Shortly after his national tour, Chance shared that he was confronted by a young man who threatened to shoot him. In that encounter, he sensed the young man had a “chip on his shoulder” and felt undervalued as do many young people in the city, he explained.

“We wanted to give young people an act of expression, an act of engagement and obviously, an act of education,” he continued.

Westley, a staff member at SocialWorks, stated he wants to see any change in Chicago’s public-school system that will offer educational principles.

“I’m hoping for something of significance to the point where it will inspire and give hope to people that things will be different.”

Crowd lines up outside the Harold Washington Cultural Center for an opportunity to hear from award winning hip hop artist and Chicago native Chance the Rapper.
In the front row of the Harold Washington Cultural Center’s theater hall during the Sept. 1 announcement were 20 principals from neighborhood schools across Chicago who will receive funding through the initiative.

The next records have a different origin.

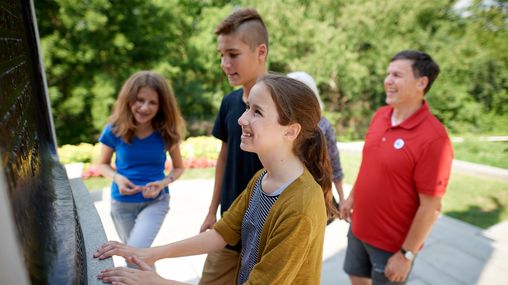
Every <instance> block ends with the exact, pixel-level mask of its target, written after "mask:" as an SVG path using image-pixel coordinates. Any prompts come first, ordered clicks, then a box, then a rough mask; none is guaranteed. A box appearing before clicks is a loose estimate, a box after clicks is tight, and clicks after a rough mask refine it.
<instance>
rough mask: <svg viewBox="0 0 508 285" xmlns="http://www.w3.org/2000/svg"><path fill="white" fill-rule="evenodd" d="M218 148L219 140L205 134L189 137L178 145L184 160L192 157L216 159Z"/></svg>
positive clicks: (185, 159) (218, 152) (193, 158)
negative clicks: (181, 152) (202, 135)
mask: <svg viewBox="0 0 508 285" xmlns="http://www.w3.org/2000/svg"><path fill="white" fill-rule="evenodd" d="M220 148H221V141H220V140H218V139H216V138H214V137H207V136H199V137H190V138H188V139H186V140H185V141H184V142H183V143H182V144H181V145H180V150H181V152H182V157H183V159H184V160H188V159H194V158H206V159H213V160H216V159H217V157H218V156H219V152H220ZM168 159H169V157H168Z"/></svg>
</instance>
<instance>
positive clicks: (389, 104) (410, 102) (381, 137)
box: [341, 50, 453, 285]
mask: <svg viewBox="0 0 508 285" xmlns="http://www.w3.org/2000/svg"><path fill="white" fill-rule="evenodd" d="M438 74H439V66H438V65H437V64H436V63H435V62H434V61H433V59H432V58H431V57H430V56H429V55H428V54H426V53H423V52H420V51H412V50H406V51H402V52H399V53H398V54H397V55H395V56H394V57H393V58H392V59H391V61H390V64H389V65H388V69H387V73H386V78H385V81H384V89H385V92H386V103H387V104H388V105H387V106H384V107H381V108H380V109H379V110H378V111H377V112H376V113H375V114H374V117H373V119H372V121H371V124H370V126H369V129H368V131H367V134H366V136H365V145H364V147H363V159H362V164H361V166H360V171H359V173H358V178H357V180H356V183H355V185H354V187H353V191H352V192H351V194H350V196H349V197H348V199H347V200H346V201H345V203H343V204H342V205H341V214H342V216H345V217H350V218H351V219H352V221H351V229H350V231H349V234H348V248H347V252H346V258H345V262H344V270H345V271H346V273H348V274H349V276H350V279H351V282H352V283H353V284H354V285H357V284H405V283H406V281H407V277H408V275H409V272H410V271H411V268H412V265H413V261H414V258H415V257H416V255H417V253H418V251H419V250H420V249H421V248H422V246H423V243H424V241H425V239H426V238H427V236H428V234H429V233H430V230H431V228H432V225H433V224H434V222H435V221H436V219H437V217H438V214H439V211H440V208H441V198H442V196H443V195H444V193H445V190H446V186H447V184H448V178H449V177H450V169H451V163H452V160H453V150H452V145H451V142H450V139H449V137H448V134H447V132H446V130H445V128H444V126H443V125H442V124H441V123H440V122H439V121H438V119H436V117H434V115H432V113H431V112H430V110H429V106H428V105H427V102H426V101H425V99H424V95H425V93H427V92H428V91H429V89H430V87H431V85H432V83H433V82H434V80H435V79H436V77H437V76H438Z"/></svg>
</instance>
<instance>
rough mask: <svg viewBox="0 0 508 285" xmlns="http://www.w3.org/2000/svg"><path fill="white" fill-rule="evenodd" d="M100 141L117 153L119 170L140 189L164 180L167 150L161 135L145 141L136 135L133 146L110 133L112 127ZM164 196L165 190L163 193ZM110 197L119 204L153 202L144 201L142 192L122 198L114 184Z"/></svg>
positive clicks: (101, 136) (106, 128) (111, 131)
mask: <svg viewBox="0 0 508 285" xmlns="http://www.w3.org/2000/svg"><path fill="white" fill-rule="evenodd" d="M99 142H101V143H103V144H105V145H107V146H109V147H110V148H112V149H113V150H114V151H115V152H116V159H115V164H116V171H117V172H118V173H119V174H121V175H123V176H125V177H127V178H128V179H129V180H130V181H131V182H132V183H134V184H135V185H138V186H145V185H146V184H147V183H150V182H154V181H158V180H161V179H163V178H164V164H165V163H166V148H165V145H164V140H163V139H162V136H161V135H160V134H159V133H158V132H153V133H152V134H151V135H149V136H148V137H146V138H143V139H139V138H137V137H136V136H134V137H133V138H132V140H131V143H130V144H128V143H126V142H125V141H124V140H123V139H122V138H120V137H118V136H116V135H115V134H114V133H113V131H112V130H111V125H109V124H108V125H106V127H105V128H104V131H103V132H102V134H101V136H100V137H99ZM164 192H165V193H169V190H168V188H167V187H166V188H165V189H164ZM161 193H162V191H161ZM111 195H112V197H113V199H115V200H117V201H120V202H131V203H139V202H149V201H152V200H153V199H147V198H144V197H143V195H142V193H136V194H134V195H121V194H120V192H119V191H118V185H116V183H114V182H113V183H112V185H111Z"/></svg>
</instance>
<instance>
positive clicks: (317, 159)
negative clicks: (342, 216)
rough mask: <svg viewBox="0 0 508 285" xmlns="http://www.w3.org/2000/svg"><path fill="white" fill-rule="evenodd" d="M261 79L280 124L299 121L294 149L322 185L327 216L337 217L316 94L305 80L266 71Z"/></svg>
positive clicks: (290, 122)
mask: <svg viewBox="0 0 508 285" xmlns="http://www.w3.org/2000/svg"><path fill="white" fill-rule="evenodd" d="M258 82H262V83H263V84H265V86H266V87H267V88H268V90H270V94H271V96H272V100H273V101H274V102H275V106H276V108H277V112H278V114H279V124H281V125H283V126H287V125H289V124H294V123H298V124H300V126H301V131H300V134H299V135H298V137H297V139H296V141H295V143H294V146H293V147H294V149H293V151H294V153H295V154H296V155H297V156H298V158H300V160H301V161H302V162H303V163H304V164H305V167H307V169H308V170H309V171H310V173H311V174H312V176H313V177H314V179H315V180H316V182H317V183H318V184H319V185H320V186H321V188H322V190H323V196H324V199H325V205H326V212H327V214H328V217H332V216H337V215H338V210H337V208H336V207H334V206H333V203H332V198H333V194H332V170H331V165H330V160H329V159H328V151H327V149H326V140H325V137H324V135H323V133H322V132H321V130H320V129H319V126H318V123H319V119H320V118H321V108H320V106H319V102H318V100H317V99H316V96H315V95H314V93H313V91H312V90H311V89H310V88H309V87H307V85H305V84H304V83H302V82H300V81H298V80H295V79H292V78H289V77H286V76H282V75H276V74H267V75H265V76H263V77H261V78H260V79H259V80H258Z"/></svg>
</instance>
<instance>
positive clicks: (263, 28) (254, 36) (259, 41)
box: [215, 8, 268, 50]
mask: <svg viewBox="0 0 508 285" xmlns="http://www.w3.org/2000/svg"><path fill="white" fill-rule="evenodd" d="M215 34H216V35H217V36H220V35H231V34H238V36H239V38H240V39H241V40H242V41H243V42H245V43H246V44H247V45H249V47H250V48H251V50H254V49H256V47H258V46H259V45H261V44H265V45H266V47H267V49H268V30H267V29H266V26H265V23H264V22H263V19H261V16H260V15H259V13H258V12H257V11H256V10H255V9H252V8H244V9H238V10H236V11H234V12H233V13H231V14H230V15H229V16H228V17H226V18H225V19H224V20H223V21H222V22H220V24H219V25H218V26H217V28H216V29H215Z"/></svg>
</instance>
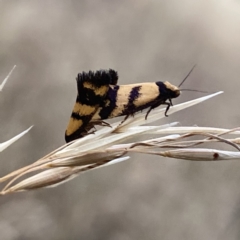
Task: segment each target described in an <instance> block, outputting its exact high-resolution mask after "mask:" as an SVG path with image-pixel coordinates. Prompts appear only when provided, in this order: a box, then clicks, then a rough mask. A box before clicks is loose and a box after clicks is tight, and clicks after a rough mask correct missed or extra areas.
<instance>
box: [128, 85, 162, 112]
mask: <svg viewBox="0 0 240 240" xmlns="http://www.w3.org/2000/svg"><path fill="white" fill-rule="evenodd" d="M160 94H161V93H159V88H158V86H157V85H156V84H155V83H142V84H141V89H140V91H139V96H138V98H137V99H135V100H134V102H133V103H134V105H135V106H136V107H139V106H143V105H145V104H146V103H149V102H151V101H154V100H155V99H156V98H157V97H158V96H159V95H160Z"/></svg>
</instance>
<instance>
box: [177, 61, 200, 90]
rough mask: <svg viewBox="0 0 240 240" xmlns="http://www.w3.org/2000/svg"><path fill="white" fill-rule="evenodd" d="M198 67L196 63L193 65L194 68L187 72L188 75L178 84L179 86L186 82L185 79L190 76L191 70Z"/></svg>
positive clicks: (180, 86) (180, 85)
mask: <svg viewBox="0 0 240 240" xmlns="http://www.w3.org/2000/svg"><path fill="white" fill-rule="evenodd" d="M195 67H196V64H195V65H194V66H193V67H192V69H191V70H190V72H189V73H188V74H187V76H186V77H185V78H184V79H183V80H182V82H181V83H180V84H179V85H178V87H181V86H182V84H183V83H184V82H185V80H186V79H187V78H188V77H189V75H190V74H191V72H192V71H193V69H194V68H195Z"/></svg>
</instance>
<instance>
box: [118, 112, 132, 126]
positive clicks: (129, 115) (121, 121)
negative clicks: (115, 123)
mask: <svg viewBox="0 0 240 240" xmlns="http://www.w3.org/2000/svg"><path fill="white" fill-rule="evenodd" d="M130 115H131V114H127V115H126V116H125V118H124V119H123V120H122V121H121V123H120V125H122V124H123V123H124V122H125V121H126V120H127V119H128V117H129V116H130Z"/></svg>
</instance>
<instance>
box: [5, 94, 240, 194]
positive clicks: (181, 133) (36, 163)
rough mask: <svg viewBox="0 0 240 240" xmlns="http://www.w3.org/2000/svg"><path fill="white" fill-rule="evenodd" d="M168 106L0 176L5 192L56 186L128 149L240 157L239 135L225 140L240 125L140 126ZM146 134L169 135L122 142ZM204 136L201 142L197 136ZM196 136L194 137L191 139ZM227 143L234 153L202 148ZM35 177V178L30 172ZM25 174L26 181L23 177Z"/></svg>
mask: <svg viewBox="0 0 240 240" xmlns="http://www.w3.org/2000/svg"><path fill="white" fill-rule="evenodd" d="M220 93H222V92H218V93H215V94H211V95H209V96H206V97H202V98H198V99H195V100H192V101H189V102H185V103H182V104H178V105H175V106H173V107H172V108H171V109H170V110H169V114H171V113H174V112H176V111H179V110H182V109H184V108H187V107H190V106H192V105H195V104H197V103H200V102H202V101H205V100H207V99H209V98H211V97H214V96H216V95H218V94H220ZM164 112H165V109H156V110H154V111H153V113H152V114H150V115H149V116H148V119H147V120H145V113H140V114H137V115H136V116H135V117H134V118H129V119H128V120H127V121H125V122H124V123H123V124H120V123H121V122H116V123H114V124H112V127H111V128H110V127H104V128H102V129H100V130H99V131H97V132H96V133H95V134H90V135H87V136H86V137H84V138H81V139H77V140H75V141H74V142H71V143H69V144H65V145H64V146H62V147H60V148H58V149H56V150H55V151H53V152H51V153H50V154H48V155H47V156H45V157H43V158H41V159H39V160H38V161H36V162H34V163H33V164H31V165H28V166H26V167H23V168H21V169H18V170H16V171H14V172H12V173H9V174H8V175H6V176H4V177H2V178H0V182H6V181H8V183H7V185H6V186H5V187H4V188H3V190H2V191H1V192H0V194H1V195H4V194H8V193H14V192H19V191H26V190H32V189H37V188H42V187H53V186H56V185H58V184H61V183H63V182H66V181H69V180H71V179H73V178H74V177H76V176H78V175H79V174H80V173H82V172H86V171H88V170H92V169H96V168H99V167H102V166H108V165H111V164H114V163H117V162H121V161H124V160H127V159H129V156H124V155H126V154H127V153H129V152H136V153H144V154H154V155H159V156H163V157H169V158H177V159H184V160H193V161H217V160H232V159H239V158H240V151H239V150H240V148H239V146H238V144H239V142H240V138H230V139H227V138H224V136H225V135H226V134H228V135H229V134H231V135H236V134H237V135H240V128H236V129H232V130H229V129H221V128H204V127H176V125H177V123H176V122H174V123H170V124H166V125H162V126H141V125H143V124H146V123H151V122H154V121H156V120H158V119H160V118H164V117H165V116H164ZM146 134H157V135H164V136H161V137H157V138H153V139H148V140H145V141H140V142H133V143H122V144H119V143H121V142H126V140H127V139H130V138H133V137H136V136H140V135H141V136H142V135H146ZM194 136H198V137H199V136H201V139H200V140H192V137H194ZM189 137H191V140H189ZM212 142H222V143H225V144H228V145H230V146H231V147H233V148H235V151H222V150H219V149H207V148H197V147H196V146H199V145H201V144H203V143H204V144H208V143H212ZM29 175H31V176H29ZM20 178H21V180H20Z"/></svg>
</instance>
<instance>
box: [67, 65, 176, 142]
mask: <svg viewBox="0 0 240 240" xmlns="http://www.w3.org/2000/svg"><path fill="white" fill-rule="evenodd" d="M117 81H118V74H117V72H116V71H114V70H112V69H109V70H100V71H96V72H92V71H89V72H88V73H85V72H83V73H80V74H78V77H77V87H78V96H77V100H76V103H75V105H74V108H73V111H72V115H71V118H70V121H69V124H68V127H67V130H66V132H65V140H66V142H70V141H73V140H75V139H77V138H80V137H83V136H85V135H86V134H89V131H90V130H91V129H92V128H93V127H94V125H99V124H101V123H103V122H104V120H106V119H109V118H114V117H118V116H125V119H127V118H128V117H129V116H131V115H132V116H133V115H134V114H135V113H137V112H139V111H142V110H144V109H147V108H149V109H148V111H147V113H146V116H145V118H146V119H147V116H148V114H149V113H150V111H151V110H152V109H154V108H156V107H158V106H160V105H167V107H166V111H165V116H167V112H168V110H169V108H170V106H172V101H171V99H173V98H177V97H178V96H179V95H180V90H179V88H178V87H176V86H174V85H172V84H171V83H169V82H160V81H159V82H145V83H137V84H128V85H116V84H117ZM125 119H124V120H125Z"/></svg>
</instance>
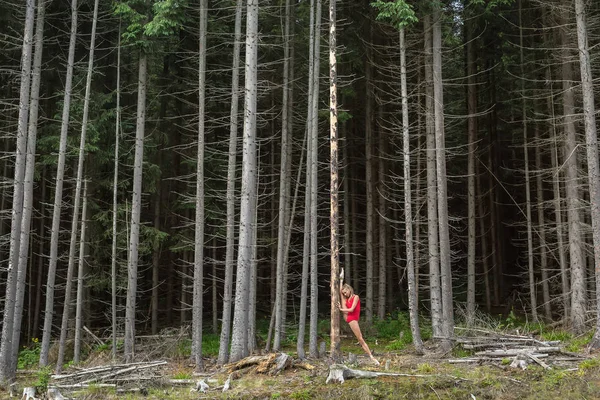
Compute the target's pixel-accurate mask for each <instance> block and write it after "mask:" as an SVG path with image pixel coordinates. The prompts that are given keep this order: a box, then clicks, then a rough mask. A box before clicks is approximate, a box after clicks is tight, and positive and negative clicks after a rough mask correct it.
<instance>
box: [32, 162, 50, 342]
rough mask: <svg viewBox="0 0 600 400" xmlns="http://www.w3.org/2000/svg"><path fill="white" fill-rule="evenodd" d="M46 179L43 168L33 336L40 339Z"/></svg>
mask: <svg viewBox="0 0 600 400" xmlns="http://www.w3.org/2000/svg"><path fill="white" fill-rule="evenodd" d="M46 179H47V167H46V166H44V167H42V179H41V181H42V194H41V200H40V227H39V235H40V238H39V243H38V246H39V247H38V271H37V283H36V285H35V290H36V291H35V308H34V310H33V327H32V336H31V337H35V338H37V337H38V334H39V328H40V310H41V308H42V280H43V278H44V261H45V257H44V254H45V253H44V248H45V244H46V241H45V239H46V224H45V222H46Z"/></svg>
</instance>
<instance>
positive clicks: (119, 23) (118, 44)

SocialWorks chose these schools based on data that showed they struggled to maintain arts teachers or have not achieved arts access for every student in every grade.

“It means a lot for the arts funding, the arts programming [which is] being able to bring more into the school community, boost creativity and academics,” Evelyn Randle-Robbins, principal of Arnold Mireles Academy told The Final Call.

“To bring arts back into the building, I’m super excited,” Ali N. Muhammad, principal of Corliss Early College STEM High School stated. “Using these funds, we can get that [music program] going again.”

Also present during the program were members of Project Y.O.U., a local youth group; Harold Washington Cultural Center coordinator Jimalita Tillman; young women and girls from the Nation of Islam; officials from Ingenuity and CPS’s Children First Fund; and representatives from the Chicago Bulls.

“He’s a very good example for Black men in America for what he has done, taking his talent and turning into something positive rather than something negative,” said Ruqaya Muhammad, a youth volunteer.